Artigo de Marina Silva publicado na Folha de S. Paulo
As conexões e movimentos no mundo globalizado são visíveis,
mas não evidentes. É preciso ver abaixo da superfície o que não é mostrado nas
pesquisas de opinião ou nas oscilações do mercado financeiro. Os fenômenos que
surpreendem na política são anunciados com antecedência nas entrelinhas das
notícias.
A vitória do candidato democrata à Prefeitura de Nova York
surpreende em vários aspectos: o perfil de ultraliberal com passado
esquerdista, as propostas de justiça social caracterizadas como
"populistas" ao melhor estilo latino-americano, o domínio dos republicanos
nos últimos 20 anos, tudo isso, há pouco tempo, seria obstáculo para uma
vitória tão folgada, com 70% dos votos.
O que querem dizer os nova-iorquinos? As maiorias ocultas,
de etnias e línguas variadas, resolveram exercer na política um poder que só
mostravam --e com dificuldade-- na cultura?

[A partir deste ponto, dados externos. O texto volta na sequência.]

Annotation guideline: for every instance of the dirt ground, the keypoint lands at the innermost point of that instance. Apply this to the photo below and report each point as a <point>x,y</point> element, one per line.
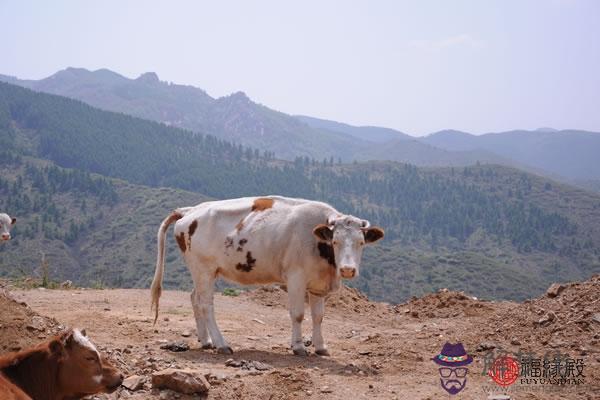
<point>378,351</point>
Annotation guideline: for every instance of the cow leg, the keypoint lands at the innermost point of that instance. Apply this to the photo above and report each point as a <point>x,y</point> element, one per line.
<point>317,310</point>
<point>296,292</point>
<point>205,304</point>
<point>201,323</point>
<point>204,282</point>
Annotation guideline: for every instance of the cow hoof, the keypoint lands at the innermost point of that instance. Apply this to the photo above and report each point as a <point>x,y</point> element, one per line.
<point>300,352</point>
<point>225,350</point>
<point>322,352</point>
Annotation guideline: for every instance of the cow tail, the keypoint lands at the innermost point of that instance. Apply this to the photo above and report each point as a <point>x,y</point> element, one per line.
<point>156,288</point>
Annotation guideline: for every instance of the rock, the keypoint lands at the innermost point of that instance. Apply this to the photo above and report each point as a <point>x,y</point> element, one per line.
<point>233,363</point>
<point>485,346</point>
<point>260,366</point>
<point>547,319</point>
<point>134,382</point>
<point>248,365</point>
<point>554,290</point>
<point>66,284</point>
<point>175,346</point>
<point>187,381</point>
<point>37,323</point>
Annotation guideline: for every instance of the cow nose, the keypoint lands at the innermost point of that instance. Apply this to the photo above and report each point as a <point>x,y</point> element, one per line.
<point>348,272</point>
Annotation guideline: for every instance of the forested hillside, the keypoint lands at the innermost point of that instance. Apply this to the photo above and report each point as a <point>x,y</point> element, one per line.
<point>92,230</point>
<point>495,231</point>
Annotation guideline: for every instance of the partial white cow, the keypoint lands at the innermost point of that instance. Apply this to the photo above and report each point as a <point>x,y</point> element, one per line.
<point>6,223</point>
<point>306,245</point>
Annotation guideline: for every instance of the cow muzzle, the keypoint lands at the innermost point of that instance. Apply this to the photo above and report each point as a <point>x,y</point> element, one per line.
<point>348,272</point>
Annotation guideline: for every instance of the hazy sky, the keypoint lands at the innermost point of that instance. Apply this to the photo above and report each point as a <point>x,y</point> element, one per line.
<point>417,66</point>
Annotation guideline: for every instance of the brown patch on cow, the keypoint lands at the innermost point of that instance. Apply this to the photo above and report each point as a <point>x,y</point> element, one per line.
<point>326,252</point>
<point>262,204</point>
<point>181,241</point>
<point>373,234</point>
<point>240,225</point>
<point>192,228</point>
<point>241,244</point>
<point>250,263</point>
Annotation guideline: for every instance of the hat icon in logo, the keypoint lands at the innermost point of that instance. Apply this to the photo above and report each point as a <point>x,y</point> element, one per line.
<point>452,361</point>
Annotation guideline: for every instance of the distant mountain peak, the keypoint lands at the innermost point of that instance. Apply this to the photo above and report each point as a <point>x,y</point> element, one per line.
<point>148,77</point>
<point>239,95</point>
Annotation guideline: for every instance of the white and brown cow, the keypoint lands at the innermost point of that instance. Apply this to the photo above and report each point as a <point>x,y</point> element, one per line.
<point>306,245</point>
<point>6,223</point>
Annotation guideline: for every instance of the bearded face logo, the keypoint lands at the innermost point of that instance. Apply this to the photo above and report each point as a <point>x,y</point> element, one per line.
<point>453,380</point>
<point>453,371</point>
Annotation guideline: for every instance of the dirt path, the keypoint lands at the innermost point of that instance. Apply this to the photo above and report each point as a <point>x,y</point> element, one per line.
<point>378,352</point>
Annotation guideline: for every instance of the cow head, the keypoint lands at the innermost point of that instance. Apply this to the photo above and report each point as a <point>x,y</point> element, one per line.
<point>83,371</point>
<point>6,223</point>
<point>346,237</point>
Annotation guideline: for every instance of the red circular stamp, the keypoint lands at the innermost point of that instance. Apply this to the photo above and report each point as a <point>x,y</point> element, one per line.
<point>504,371</point>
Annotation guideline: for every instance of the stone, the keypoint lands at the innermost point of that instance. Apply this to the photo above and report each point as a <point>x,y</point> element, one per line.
<point>37,323</point>
<point>134,382</point>
<point>554,290</point>
<point>66,284</point>
<point>485,346</point>
<point>187,381</point>
<point>547,319</point>
<point>175,346</point>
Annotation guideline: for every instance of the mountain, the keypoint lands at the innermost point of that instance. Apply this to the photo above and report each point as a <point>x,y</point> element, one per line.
<point>499,232</point>
<point>369,133</point>
<point>236,118</point>
<point>570,154</point>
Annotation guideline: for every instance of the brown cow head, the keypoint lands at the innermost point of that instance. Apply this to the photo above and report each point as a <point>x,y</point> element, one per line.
<point>345,236</point>
<point>6,223</point>
<point>83,371</point>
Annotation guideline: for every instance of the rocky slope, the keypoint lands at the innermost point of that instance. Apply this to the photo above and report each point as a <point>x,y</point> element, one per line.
<point>378,351</point>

Quando o movimento Occupy Wall Street mostrou-se resistente
a ponto de espalhar-se como estratégia pelo mundo inteiro, o iceberg de uma
grande mudança revelou sua pontinha. Os jovens ativistas autorais são as novas
antenas da raça humana. Muitas vezes sua importância passa despercebida, como
também ficam invisíveis os 21% da população que vivem abaixo da linha de
pobreza na capital financeira do mundo. Tanta contradição e potencialidade não
fica contida para sempre.
Vimos o povo nas ruas no Egito, na Espanha, no Chile. Muitos
diziam: isso não acontece no Brasil, aqui esses movimentos ficam restritos a
desabafos na internet. Mas aconteceu, transbordou do virtual para o presencial
em manifestações cujos efeitos estão longe de se esgotar. E, agora, quem pode
dizer que tais movimentos não influenciarão a política, os Parlamentos e os
governos?
Não se trata de anunciar a chegada ao poder e a hegemonia de
uma nova geração. Trata-se, como tenho arriscado a dizer, de reconhecer o
surgimento de um novo sujeito político e de mudanças no ambiente social e
cultural em que a política acontece. O imprevisível ronda o palco dos
acontecimentos.
Um desejo forte começa a expressar-se claramente. Milhões de
pessoas escolhem qualidade de vida, e não consumo irrefletido; serviços
públicos de qualidade, e não grandes obras inúteis; conservação do ambiente e
valorização da vida, e não especulação e devastação. Os povos querem
desenvolvimento econômico e social, que é muito além do "crescimento".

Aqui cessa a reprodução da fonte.